I look back at Eddie-Dave’s rap sheet. “I had no idea.”

“See, this is what pisses me off!” Lt. Reese stands up, his face red. “You old pot-head baby-boomer shit-bags thinking, it’s just marijuana. No one gets hurt. Let’s smoke a reefer and go bomb the ROTC building! Well, fuck you!”

I start to say that I wasn’t going to bomb anything, but before I can-

Lt. Reese waves me off and stands. “I gotta get some air.” He storms out of the room, although something about his eruption seems vaguely Arthur Miller-ish.

“Okay,” says Randy quietly. He leans forward, and I think maybe his smile means no more than a dog’s does. “Let’s figure out how we’re going to get you out of this.”

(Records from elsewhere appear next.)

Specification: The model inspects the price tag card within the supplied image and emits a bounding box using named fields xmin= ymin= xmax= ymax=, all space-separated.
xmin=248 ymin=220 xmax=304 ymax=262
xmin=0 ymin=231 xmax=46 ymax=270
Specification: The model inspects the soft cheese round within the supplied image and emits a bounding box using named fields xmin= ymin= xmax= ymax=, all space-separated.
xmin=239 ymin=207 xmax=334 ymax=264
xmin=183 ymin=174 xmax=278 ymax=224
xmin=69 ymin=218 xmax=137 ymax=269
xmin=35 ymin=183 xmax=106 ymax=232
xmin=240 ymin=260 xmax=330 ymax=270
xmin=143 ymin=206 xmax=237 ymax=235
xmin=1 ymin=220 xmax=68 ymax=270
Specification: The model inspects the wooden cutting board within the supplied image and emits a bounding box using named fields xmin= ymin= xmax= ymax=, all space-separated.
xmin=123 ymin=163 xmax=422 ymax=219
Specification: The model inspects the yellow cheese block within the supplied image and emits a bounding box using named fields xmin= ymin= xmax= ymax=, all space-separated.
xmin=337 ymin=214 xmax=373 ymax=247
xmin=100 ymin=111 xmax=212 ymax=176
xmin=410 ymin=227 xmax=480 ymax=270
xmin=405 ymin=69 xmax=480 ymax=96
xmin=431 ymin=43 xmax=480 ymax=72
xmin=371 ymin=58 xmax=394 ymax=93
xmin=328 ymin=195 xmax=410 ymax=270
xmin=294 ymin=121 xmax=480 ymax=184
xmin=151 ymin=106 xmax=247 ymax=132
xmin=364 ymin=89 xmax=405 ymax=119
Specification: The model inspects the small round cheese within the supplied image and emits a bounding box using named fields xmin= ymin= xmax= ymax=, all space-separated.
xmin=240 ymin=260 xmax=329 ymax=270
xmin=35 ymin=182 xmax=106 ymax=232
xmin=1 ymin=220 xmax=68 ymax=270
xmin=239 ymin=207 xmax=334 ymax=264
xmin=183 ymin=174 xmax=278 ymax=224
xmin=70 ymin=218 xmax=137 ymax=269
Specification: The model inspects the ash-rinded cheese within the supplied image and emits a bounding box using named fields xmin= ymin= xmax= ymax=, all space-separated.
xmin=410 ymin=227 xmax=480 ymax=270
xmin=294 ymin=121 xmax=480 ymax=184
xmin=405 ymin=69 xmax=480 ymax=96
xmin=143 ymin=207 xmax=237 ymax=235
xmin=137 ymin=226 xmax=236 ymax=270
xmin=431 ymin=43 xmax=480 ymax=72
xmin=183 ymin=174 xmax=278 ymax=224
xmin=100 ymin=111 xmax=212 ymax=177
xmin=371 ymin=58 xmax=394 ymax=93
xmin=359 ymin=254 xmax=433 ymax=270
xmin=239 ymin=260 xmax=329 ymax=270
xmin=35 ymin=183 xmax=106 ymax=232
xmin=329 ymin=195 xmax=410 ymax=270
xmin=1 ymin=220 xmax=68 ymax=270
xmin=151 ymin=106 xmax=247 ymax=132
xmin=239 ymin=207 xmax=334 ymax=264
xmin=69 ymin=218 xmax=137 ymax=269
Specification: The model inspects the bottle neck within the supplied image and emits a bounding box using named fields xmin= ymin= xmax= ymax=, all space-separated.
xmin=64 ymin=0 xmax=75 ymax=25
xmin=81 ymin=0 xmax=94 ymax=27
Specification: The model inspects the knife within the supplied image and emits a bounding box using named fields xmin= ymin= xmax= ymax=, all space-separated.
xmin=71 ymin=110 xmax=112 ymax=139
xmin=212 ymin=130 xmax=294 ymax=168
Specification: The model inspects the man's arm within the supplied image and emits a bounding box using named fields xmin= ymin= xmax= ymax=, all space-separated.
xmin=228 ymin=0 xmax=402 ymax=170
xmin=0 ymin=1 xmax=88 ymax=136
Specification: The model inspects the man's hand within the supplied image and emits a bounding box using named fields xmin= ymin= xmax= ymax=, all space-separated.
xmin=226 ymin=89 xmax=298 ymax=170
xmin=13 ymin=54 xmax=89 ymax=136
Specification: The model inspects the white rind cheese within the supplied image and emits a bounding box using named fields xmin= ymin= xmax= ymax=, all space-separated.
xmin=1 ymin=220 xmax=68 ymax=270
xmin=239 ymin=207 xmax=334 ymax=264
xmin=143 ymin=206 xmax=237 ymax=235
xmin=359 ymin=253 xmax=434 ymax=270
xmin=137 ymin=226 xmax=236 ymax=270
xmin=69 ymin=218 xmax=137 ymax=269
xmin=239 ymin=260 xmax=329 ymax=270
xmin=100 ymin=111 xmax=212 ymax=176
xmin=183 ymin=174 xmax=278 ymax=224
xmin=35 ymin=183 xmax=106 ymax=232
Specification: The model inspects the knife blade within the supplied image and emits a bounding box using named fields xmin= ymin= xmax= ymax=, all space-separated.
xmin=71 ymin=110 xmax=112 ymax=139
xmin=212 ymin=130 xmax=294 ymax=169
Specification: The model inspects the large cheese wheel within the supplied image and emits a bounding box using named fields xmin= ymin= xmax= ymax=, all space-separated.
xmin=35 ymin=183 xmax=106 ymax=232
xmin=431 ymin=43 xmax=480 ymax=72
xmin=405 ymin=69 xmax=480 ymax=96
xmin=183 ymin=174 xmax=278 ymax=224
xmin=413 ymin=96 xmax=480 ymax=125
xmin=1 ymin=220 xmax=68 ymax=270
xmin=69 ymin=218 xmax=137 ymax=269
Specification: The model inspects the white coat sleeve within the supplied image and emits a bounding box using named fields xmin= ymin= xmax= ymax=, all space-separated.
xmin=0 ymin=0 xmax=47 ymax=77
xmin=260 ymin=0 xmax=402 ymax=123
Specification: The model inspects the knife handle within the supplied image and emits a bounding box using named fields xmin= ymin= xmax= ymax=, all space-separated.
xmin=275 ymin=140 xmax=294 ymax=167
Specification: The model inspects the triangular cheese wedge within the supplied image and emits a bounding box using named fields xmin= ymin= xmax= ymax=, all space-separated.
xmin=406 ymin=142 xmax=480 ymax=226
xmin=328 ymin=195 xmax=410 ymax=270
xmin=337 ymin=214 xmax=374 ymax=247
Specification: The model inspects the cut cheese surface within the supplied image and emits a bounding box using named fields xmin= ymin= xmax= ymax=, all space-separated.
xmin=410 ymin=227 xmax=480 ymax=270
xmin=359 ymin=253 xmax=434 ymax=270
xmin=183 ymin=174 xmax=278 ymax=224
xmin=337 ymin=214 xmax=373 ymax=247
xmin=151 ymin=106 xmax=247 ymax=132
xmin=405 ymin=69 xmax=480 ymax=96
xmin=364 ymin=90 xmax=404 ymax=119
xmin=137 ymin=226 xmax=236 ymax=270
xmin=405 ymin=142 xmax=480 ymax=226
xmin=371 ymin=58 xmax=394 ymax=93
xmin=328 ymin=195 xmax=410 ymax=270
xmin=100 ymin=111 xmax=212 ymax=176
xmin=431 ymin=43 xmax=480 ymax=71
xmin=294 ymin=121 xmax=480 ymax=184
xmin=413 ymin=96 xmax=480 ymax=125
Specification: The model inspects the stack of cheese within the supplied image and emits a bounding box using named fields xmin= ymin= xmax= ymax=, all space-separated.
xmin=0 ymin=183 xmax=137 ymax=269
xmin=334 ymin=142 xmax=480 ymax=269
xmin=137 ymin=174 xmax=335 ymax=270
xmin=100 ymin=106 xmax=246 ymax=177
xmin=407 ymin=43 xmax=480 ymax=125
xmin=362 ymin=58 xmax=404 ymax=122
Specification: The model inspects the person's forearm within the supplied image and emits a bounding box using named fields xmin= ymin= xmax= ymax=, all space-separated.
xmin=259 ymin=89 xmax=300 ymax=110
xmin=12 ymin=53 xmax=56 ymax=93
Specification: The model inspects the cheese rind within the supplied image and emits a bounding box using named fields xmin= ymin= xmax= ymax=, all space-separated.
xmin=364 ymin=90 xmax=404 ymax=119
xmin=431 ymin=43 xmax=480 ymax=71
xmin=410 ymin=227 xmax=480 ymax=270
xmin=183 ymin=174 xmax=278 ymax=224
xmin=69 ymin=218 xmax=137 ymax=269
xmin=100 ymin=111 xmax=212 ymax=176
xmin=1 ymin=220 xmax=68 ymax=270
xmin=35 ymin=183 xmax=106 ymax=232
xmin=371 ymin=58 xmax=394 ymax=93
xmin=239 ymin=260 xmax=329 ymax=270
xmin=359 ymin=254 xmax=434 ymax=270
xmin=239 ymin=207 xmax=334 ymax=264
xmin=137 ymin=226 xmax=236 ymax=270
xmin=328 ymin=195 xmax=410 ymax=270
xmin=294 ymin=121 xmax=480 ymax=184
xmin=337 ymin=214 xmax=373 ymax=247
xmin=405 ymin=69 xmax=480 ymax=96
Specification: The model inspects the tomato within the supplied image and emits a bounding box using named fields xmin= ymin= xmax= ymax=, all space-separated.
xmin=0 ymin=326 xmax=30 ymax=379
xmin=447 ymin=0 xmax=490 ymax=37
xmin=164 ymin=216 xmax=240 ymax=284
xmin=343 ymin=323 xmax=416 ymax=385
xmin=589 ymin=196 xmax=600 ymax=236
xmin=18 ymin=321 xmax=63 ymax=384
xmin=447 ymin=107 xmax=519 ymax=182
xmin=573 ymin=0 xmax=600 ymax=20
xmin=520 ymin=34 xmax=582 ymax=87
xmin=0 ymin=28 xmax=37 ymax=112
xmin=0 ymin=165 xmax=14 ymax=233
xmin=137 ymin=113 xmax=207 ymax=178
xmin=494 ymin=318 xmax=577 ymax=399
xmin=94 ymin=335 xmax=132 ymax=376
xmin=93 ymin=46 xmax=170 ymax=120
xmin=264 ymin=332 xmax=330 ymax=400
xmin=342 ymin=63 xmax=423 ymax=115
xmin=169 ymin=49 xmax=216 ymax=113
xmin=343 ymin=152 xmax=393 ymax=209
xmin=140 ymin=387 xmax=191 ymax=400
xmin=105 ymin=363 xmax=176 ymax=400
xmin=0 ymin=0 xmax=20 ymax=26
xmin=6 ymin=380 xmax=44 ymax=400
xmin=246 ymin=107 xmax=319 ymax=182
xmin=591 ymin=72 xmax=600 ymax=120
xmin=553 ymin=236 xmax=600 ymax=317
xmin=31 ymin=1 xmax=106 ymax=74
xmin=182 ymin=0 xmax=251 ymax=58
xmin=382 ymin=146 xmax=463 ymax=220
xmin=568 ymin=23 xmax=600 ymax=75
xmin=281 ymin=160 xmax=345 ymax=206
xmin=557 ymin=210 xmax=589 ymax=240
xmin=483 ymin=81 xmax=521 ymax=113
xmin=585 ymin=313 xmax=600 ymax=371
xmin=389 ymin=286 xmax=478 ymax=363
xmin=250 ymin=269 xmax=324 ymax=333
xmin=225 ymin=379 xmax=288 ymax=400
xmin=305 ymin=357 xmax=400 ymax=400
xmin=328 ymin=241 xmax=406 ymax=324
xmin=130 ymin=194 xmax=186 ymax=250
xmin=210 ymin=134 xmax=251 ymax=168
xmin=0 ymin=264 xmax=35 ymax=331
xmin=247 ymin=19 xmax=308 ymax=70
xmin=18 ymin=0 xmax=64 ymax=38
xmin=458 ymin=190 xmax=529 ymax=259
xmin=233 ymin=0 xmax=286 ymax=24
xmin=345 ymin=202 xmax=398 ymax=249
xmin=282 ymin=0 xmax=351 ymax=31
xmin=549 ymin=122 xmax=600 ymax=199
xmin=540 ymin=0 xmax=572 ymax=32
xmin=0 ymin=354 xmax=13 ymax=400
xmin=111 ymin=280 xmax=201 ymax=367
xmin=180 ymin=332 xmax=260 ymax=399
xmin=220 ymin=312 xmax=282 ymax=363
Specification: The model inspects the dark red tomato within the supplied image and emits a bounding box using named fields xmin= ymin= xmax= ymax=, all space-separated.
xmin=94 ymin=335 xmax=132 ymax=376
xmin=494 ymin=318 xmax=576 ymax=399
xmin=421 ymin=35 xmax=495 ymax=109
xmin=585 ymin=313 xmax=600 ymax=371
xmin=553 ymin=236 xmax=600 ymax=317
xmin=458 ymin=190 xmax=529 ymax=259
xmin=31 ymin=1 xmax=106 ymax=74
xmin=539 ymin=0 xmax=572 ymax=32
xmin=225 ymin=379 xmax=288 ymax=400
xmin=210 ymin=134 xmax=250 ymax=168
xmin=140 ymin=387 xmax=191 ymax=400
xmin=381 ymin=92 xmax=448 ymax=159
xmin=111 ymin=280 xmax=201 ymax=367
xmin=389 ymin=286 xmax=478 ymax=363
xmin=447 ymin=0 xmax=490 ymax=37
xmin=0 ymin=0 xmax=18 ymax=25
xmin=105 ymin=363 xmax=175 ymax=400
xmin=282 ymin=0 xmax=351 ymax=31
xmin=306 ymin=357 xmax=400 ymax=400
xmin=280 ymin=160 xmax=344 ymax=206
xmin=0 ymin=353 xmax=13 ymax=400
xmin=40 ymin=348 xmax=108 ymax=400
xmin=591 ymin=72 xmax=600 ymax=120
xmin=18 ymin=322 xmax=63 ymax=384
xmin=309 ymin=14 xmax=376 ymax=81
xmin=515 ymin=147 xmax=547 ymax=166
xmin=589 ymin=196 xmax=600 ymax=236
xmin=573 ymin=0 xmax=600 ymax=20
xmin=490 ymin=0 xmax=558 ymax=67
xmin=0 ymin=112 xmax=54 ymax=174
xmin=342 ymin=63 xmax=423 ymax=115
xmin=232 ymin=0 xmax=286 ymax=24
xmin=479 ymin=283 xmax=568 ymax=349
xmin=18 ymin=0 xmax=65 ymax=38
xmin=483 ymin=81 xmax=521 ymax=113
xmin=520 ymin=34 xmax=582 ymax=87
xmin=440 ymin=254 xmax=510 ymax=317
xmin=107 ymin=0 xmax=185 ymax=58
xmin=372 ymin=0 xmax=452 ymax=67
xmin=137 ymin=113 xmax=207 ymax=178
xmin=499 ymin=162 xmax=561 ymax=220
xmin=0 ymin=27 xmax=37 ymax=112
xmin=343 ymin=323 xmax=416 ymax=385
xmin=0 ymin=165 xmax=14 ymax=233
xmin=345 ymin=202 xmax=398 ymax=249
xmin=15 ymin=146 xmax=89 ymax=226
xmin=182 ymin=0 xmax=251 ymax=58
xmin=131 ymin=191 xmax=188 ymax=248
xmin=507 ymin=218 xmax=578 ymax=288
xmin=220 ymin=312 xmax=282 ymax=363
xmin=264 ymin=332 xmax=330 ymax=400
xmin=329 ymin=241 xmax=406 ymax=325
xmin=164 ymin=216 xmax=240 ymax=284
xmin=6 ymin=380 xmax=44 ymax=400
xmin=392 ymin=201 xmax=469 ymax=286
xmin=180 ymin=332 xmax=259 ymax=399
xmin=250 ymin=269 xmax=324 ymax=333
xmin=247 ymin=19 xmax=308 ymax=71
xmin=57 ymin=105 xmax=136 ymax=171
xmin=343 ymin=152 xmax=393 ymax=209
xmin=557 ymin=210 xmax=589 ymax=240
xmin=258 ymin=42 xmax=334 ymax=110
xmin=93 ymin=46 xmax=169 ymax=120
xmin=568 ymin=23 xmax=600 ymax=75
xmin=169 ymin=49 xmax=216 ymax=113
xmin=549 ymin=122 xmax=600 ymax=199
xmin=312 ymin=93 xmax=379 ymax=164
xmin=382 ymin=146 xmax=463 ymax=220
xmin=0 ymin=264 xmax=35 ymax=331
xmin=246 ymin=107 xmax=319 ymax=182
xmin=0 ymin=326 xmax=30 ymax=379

Wait. I know this: Mark Akenside, the salesman at the Nissan lot! Lisa and I had gone in to buy the more modest Altima but Mark kept glancing over at the sleek, gunmetal Maxima, with its sunroof, spoiler and heated seats. We can’t afford that, I said. Sure, Mark said, and why should you spend more…after all, the Altima’s a great little car…but what if I could get you the top-of-the-line Maxima for virtually the same price? Then Mark wrote a number on a sheet of paper that was definitely not the same price as the Altima. But, I said, that’s a much higher price and Mark turned the paper toward himself and wrote a slightly smaller figure, and he kept doing this, coming down a few hundred bucks each time, saying, Work with me here and I’m doing all I can for you here until here was only two thousand higher than the Altima and Lisa and I would have confessed to being domestic terrorists to get out of that room. I said, Fine, we’ll take it, and Mark dragged us into a room with his manager, whose job was to close the deal as Mark went out for some air, just like Lt. Reese did- though less angrily-and the manager did everything he could to pump that number back up (thus my redundant service contract and winter floor mats) and we left having paid more for the Maxima than the first number Mark wrote down.

Randy slides a piece of paper in front of me. It has a seal and a chart and what appears to be a mission statement on it.

“We are a federally funded task force working in conjunction with the DEA,” Randy says in perfect loan-closing voice. He takes the page back before I can read it. He replaces it with a page that has a graph with FEDERAL SENTENCING GUIDELINES. “Because of that, our mandate is a little different than, say, your local drug unit. We’re about big fish, so our focus is on intelligence-gathering as much as enforcement and prosecution. But that doesn’t mean we turn our backs on dime-bag buyers. Make no mistake about it; we will take down the little fish. Like you?” He runs his finger past the steeper crimes and sentences until he arrives

at mine. “Three ounces? Intent to deliver? You’re looking at a year and a fifty-thousand-dollar fine. But sometimes…” He pretends to look up to make sure Lt. Reese isn’t in the room. “We can let a little fish wiggle off a hook if it means getting a bigger one. Now, you’re probably thinking…what constitutes a big fish?”

I nod as if that’s what I was thinking.